La ville de Québec possède un amphithéâtre moderne, une population passionnée de hockey et une équipe dont le retour demeure profondément souhaité. Pourtant, plus de dix ans après l’ouverture du Centre Vidéotron, la capitale nationale attend toujours sa franchise de la Ligue nationale de hockey.
Le commissaire adjoint de la LNH, Bill Daly, vient de préciser une nouvelle fois ce qui bloque le dossier. Lors d’une entrevue accordée le 29 juillet au balado The Sick Podcast – The Eye Test, il a affirmé que la Ligue n’avait toujours pas trouvé un propriétaire disposé à payer le prix exigé et à exploiter durablement une équipe à Québec.
«Nous avons poursuivi nos conversations, nos rencontres et nos démarches exploratoires avec ceux qui souhaitent une équipe à Québec, mais nous n’avons pas encore trouvé de propriétaire prêt à aller de l’avant», a résumé Bill Daly, selon les propos rapportés par The Sick Podcast.
Cette explication a au moins le mérite de clarifier la position de la LNH. Le principal obstacle ne serait ni l’intérêt des partisans, ni la qualité du Centre Vidéotron, ni même nécessairement la capacité du marché québécois à soutenir une équipe. Daly a d’ailleurs souligné que les sept marchés canadiens actuellement représentés dans la Ligue se portent bien financièrement.
Le problème se trouve plutôt du côté de la propriété. Pour obtenir une franchise, il ne suffit plus de manifester son intérêt ou de présenter un amphithéâtre répondant aux normes de la LNH. Il faut réunir un groupe financier suffisamment solide pour acquitter des droits d’expansion qui pourraient atteindre environ 2 milliards de dollars américains, puis assumer les dépenses considérables liées à l’exploitation d’une équipe.

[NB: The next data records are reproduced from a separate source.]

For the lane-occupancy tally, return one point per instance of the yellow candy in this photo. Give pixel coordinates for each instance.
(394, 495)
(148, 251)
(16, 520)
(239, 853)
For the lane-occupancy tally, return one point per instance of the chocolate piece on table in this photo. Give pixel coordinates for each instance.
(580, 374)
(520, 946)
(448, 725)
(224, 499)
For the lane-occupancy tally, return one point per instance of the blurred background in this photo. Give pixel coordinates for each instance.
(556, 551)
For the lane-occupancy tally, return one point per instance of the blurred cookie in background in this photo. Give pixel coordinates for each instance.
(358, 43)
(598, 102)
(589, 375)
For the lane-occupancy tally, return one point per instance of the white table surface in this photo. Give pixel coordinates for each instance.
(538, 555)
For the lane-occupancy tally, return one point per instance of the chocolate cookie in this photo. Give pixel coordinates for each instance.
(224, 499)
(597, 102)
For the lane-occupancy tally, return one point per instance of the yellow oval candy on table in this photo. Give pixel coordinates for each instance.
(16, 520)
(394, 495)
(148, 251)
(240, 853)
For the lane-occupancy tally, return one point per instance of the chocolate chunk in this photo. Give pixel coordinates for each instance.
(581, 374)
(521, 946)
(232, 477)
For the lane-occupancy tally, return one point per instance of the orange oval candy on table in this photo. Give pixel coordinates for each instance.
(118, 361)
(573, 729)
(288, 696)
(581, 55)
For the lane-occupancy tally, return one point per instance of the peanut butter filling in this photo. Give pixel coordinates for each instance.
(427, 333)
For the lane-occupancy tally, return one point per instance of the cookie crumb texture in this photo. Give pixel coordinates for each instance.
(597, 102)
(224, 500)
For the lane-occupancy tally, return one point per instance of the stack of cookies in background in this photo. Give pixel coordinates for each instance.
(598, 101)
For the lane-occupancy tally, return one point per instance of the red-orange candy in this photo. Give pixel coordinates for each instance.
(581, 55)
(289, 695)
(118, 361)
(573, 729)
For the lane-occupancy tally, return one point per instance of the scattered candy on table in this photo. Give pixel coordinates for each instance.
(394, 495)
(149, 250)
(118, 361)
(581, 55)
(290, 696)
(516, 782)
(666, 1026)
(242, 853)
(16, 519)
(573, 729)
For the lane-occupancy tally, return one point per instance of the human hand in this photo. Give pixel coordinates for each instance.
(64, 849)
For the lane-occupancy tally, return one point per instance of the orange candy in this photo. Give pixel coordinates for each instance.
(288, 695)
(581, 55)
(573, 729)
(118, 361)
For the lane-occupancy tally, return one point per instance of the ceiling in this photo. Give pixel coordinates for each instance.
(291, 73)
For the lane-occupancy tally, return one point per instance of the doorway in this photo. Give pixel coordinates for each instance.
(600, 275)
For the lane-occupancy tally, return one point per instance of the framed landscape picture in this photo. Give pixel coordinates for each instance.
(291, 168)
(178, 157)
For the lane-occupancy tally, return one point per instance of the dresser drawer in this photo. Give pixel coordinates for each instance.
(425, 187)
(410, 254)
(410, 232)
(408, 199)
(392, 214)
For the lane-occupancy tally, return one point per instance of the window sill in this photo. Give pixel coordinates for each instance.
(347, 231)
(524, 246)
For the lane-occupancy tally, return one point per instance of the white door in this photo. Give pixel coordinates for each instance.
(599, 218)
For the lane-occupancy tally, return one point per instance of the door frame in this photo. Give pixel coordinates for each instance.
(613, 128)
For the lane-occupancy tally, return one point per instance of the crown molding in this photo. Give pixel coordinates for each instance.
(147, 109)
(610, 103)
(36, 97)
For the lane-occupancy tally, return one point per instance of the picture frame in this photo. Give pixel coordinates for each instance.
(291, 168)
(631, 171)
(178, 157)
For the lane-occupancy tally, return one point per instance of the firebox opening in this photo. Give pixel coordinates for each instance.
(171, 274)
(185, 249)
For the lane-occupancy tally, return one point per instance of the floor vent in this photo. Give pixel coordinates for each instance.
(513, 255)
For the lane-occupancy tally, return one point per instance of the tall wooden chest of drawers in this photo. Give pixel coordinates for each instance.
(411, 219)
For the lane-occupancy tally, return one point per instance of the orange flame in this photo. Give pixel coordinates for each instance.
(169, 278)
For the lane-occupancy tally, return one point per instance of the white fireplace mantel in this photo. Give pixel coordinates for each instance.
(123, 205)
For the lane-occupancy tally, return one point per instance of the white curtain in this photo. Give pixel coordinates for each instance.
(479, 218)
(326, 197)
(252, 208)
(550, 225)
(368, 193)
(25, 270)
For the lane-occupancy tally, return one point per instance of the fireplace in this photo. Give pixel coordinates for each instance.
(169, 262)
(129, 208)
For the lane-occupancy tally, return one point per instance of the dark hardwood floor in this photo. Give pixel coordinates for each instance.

Le propriétaire recherché doit également convaincre la Ligue qu’il ne cherchera pas à déménager la franchise au premier ralentissement économique ou après quelques saisons difficiles. C’est pourquoi Daly insiste autant sur l’engagement à long terme. La LNH veut éviter d’accorder une équipe à un groupe qui considérerait Québec comme une solution provisoire plutôt que comme un marché permanent.
Cette réalité montre également les limites de la construction du Centre Vidéotron. L’amphithéâtre, inauguré en 2015 grâce à un investissement public important, a réglé une faiblesse évidente de la candidature québécoise : l’absence d’une installation moderne. Il constituait une condition nécessaire au retour de la LNH, mais il n’a jamais représenté une garantie.
Québec était d’ailleurs dans la course lors de la précédente expansion, mais Las Vegas avait finalement obtenu une équipe après l’arrivée d’un propriétaire prêt à payer le prix demandé et à piloter le projet. Les Golden Knights sont entrés dans la Ligue en 2017. Depuis, Seattle a également obtenu une franchise, pendant que le dossier québécois demeurait au même point.
Les déclarations de Daly ne ferment donc pas officiellement la porte aux Nordiques. Elles indiquent cependant que les campagnes populaires, les interventions politiques et la nostalgie de l’ancienne rivalité avec le Canadien de Montréal ne suffiront pas. La prochaine avancée véritable devra venir d’un investisseur capable de déposer une candidature crédible devant les gouverneurs de la LNH.
Québec a déjà ses partisans, son histoire et son amphithéâtre. Ce qui lui manque encore, selon la Ligue elle-même, c’est le milliardaire — ou le groupe de milliardaires — prêt à transformer ce potentiel en entreprise durable. Tant que cet élément essentiel ne sera pas au rendez-vous, le Centre Vidéotron pourra accueillir des matchs préparatoires et entretenir l’espoir, mais le retour des Nordiques demeurera en suspens.